Avec beaucoup de délicatesse, dans un style où affleure parfois une très fine ironie, Khazanov va alors à travers ce royaume minuscule et son roi, dresser un portrait condensé de la « vieille Europe » et de ses souverains — et de leurs attitudes — pendant la Seconde guerre mondiale. Une Europe qu’il décrit comme un monde qui se rêve, qui face à la réalité nazie ne trouve aucune réponse dans ses vieilles légendes, ni dans ses traditions. Un roi qui plonge « non pas dans le désespoir, mais dans un état connu des malades mentaux : le sentiment d’irréalité. […] Or, incontestablement, le spectacle absurde dont le souffle naissait précisément de son invraisemblance totale, n’était pas une mystification, ni du délire, ni une fiction littéraire, mais la vraie réalité. » Voilà où a résidé le drame de la vieille Europe nous dit Khazanov, ce fut dans son incapacité à prendre conscience de la réalité du nazisme, de ne pas avoir voulu y croire. Tout y est : les petits actes de résistance, la soumission contrainte et forcée du pouvoir, le rappel à l’ordre jusqu’à la franche collaboration : en fait, l’impossibilité de se fixer une ligne claire et assumée face à un pouvoir dont la seule vérité est… le mensonge.

Il n’accable pas franchement cette vieille Europe. C’est la légende, le conte folklorique confronté au mythe. Et la légende n’y résiste pas : « le mystère suprême du Reich consistait en ce que tout entier, de la base jusqu’au sommet, l’ordre était imprégné de mythe. Plus exactement, il n’était lui-même qu’un mythe concrétisé, ésotérique et universel, au point d’embrasser tous les domaines de l’existence ; il offrait des réponses définitives à toutes les questions ». Que peut, en effet, le folklore face à cette force « délirante » ? Rien. Il faut la puissance implacable d’autres mythes en leur jeunesse, le soviétique et l’américain, se dressant face à lui pour que le nazisme succombe. Seul le mythe peut vaincre le mythe.
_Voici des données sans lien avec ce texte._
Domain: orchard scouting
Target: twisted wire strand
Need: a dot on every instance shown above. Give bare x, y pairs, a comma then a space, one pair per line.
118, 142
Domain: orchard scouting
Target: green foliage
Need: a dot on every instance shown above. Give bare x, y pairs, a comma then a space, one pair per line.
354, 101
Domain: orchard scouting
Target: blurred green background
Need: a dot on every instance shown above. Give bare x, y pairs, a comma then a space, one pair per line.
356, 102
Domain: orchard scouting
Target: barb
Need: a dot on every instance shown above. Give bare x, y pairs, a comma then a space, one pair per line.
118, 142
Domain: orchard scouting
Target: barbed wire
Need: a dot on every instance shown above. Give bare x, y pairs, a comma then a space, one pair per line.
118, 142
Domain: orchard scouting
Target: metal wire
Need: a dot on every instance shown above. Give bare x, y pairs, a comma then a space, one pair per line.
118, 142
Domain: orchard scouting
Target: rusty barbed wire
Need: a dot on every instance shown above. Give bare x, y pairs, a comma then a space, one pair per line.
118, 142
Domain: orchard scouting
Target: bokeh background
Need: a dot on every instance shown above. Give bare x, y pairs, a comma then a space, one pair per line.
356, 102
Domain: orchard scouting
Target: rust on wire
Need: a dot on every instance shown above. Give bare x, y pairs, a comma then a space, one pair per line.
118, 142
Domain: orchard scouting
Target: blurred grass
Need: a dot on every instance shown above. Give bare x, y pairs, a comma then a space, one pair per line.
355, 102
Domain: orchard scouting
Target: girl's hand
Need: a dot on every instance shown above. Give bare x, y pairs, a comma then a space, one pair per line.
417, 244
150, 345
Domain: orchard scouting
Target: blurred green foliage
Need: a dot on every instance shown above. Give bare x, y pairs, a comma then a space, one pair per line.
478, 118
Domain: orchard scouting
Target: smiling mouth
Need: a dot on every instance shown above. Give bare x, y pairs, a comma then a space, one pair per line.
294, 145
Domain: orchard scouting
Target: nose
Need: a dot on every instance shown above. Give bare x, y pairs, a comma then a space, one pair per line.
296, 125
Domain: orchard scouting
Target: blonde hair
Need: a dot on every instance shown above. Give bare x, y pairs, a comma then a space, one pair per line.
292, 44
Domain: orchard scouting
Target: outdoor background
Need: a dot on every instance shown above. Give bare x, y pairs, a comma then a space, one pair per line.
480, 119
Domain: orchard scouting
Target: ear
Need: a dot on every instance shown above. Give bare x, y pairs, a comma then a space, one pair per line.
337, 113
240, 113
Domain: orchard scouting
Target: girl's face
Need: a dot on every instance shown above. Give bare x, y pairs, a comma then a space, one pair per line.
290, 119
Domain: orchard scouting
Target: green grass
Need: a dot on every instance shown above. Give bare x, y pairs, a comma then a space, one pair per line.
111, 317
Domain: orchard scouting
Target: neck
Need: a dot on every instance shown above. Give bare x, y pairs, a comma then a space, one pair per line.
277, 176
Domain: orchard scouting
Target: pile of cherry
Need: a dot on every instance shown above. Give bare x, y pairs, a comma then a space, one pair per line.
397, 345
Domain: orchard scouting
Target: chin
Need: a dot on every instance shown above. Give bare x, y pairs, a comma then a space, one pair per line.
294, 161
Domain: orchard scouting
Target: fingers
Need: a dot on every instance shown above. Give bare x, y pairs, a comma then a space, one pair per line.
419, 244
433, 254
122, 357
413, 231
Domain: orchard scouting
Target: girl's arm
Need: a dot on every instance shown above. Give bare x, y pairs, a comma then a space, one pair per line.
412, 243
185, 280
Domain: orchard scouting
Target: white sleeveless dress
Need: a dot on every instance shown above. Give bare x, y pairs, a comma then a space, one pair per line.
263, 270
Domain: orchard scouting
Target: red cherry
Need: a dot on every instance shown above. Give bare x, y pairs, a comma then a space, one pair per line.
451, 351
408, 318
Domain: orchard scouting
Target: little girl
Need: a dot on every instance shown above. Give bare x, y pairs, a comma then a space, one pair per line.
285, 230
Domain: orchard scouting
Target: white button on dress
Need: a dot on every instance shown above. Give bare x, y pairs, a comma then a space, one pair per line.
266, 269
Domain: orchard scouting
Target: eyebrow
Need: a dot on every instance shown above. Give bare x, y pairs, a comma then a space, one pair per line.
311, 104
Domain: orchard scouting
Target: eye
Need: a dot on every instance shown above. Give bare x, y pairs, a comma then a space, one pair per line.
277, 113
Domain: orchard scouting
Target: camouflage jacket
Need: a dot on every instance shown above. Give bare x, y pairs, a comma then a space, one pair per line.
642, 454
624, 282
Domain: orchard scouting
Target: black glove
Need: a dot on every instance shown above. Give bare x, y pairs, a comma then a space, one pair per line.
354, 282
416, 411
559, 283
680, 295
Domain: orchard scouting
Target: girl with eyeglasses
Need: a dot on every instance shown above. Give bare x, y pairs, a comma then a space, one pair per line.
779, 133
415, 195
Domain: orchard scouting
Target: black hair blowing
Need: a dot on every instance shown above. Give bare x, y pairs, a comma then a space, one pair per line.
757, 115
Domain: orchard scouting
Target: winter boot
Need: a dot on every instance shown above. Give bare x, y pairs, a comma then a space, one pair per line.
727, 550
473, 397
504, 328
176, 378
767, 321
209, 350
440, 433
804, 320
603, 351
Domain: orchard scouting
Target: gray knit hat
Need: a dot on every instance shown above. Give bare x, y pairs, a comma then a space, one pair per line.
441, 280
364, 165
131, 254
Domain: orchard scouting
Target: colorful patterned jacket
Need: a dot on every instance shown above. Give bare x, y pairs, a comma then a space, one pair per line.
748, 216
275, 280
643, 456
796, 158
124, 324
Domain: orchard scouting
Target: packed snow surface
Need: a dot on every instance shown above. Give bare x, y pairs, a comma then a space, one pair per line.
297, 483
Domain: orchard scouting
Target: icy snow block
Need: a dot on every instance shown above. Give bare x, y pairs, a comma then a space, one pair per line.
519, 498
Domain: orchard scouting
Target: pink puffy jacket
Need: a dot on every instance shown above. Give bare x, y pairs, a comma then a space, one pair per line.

Grand comme Gulliver et maigre comme Don Quichotte

Pourtant, Khazanov croit, citant Spinoza, qu’il est une autre force qui peut s’élever : « La ténacité dont l’homme fait preuve pour défendre son existence est limitée et largement inférieure à la violence des circonstances extérieures. Pourtant, le choix du pavillon qu’arbore le navire qui sombre nous revient. » Contre le mythe dévastateur, qui domine la masse, le roi va présenter sa seule conscience individuelle, sa condition de simple mortel. Un cauchemar dans lequel il verra sa mort et son arrivée au paradis, duquel on lui refuse l’entrée, est peut-être la cause de l’acte qu’il commettra à la fin du livre. Décisive peut-être aussi cette convocation de Hitler en personne qui désire soumettre à l’autorité médicale que représente le roi, son problème d’impuissance sexuelle. Il rencontrera là, non pas le Führer mais un être sans envergure, une fois dépouillé du mythe et de ses vêtements. Un simple mortel comme lui.

Cédric X va décider de monter sur scène pour prendre un rôle dans la pièce lugubre et tragique qui se jouait sans lui jusque-là. Il va commettre un acte fou – qu’il faut opposer au délire en ce sens que l’acte fou est maîtrisé est n’est fou que dans l’oubli des conséquences – du monarque (qu’on laisse le lecteur découvrir lui-même). Un acte digne d’un Don Quichotte nourrit de lectures chevaleresques comme le roi et son royaume sont nourris de traditions mortes, un acte d’espoir inspiré par la désespérance la plus profonde. Mais, que reste-t-il à un monde soudainement plongé dans le mythe dévorant et despote qui tient lieu et place de réalité ? Sinon, ce plongeon dans la fiction, dans la littérature que fait le roi se fondant ainsi avec les « caricatures qui le représentaient, grand comme Gulliver et maigre comme Don Quichotte », « un cavalier monté sur un cheval blanc dont la lignée remontait à la glorieuse Rossinante. ». Pour sortir du mythe, pour vaincre « les lois du monde concentrationnaire [et celles] […] de la soumission générale », un seul recours pour l’homme désarmé : s’emparer du pouvoir immense et ridicule de la littérature pour retarder, ne serait-ce qu’une seconde, le train obscène de la réalité, oser encore et toujours revendiquer l’humanisme au fond des gouffres de la barabrie.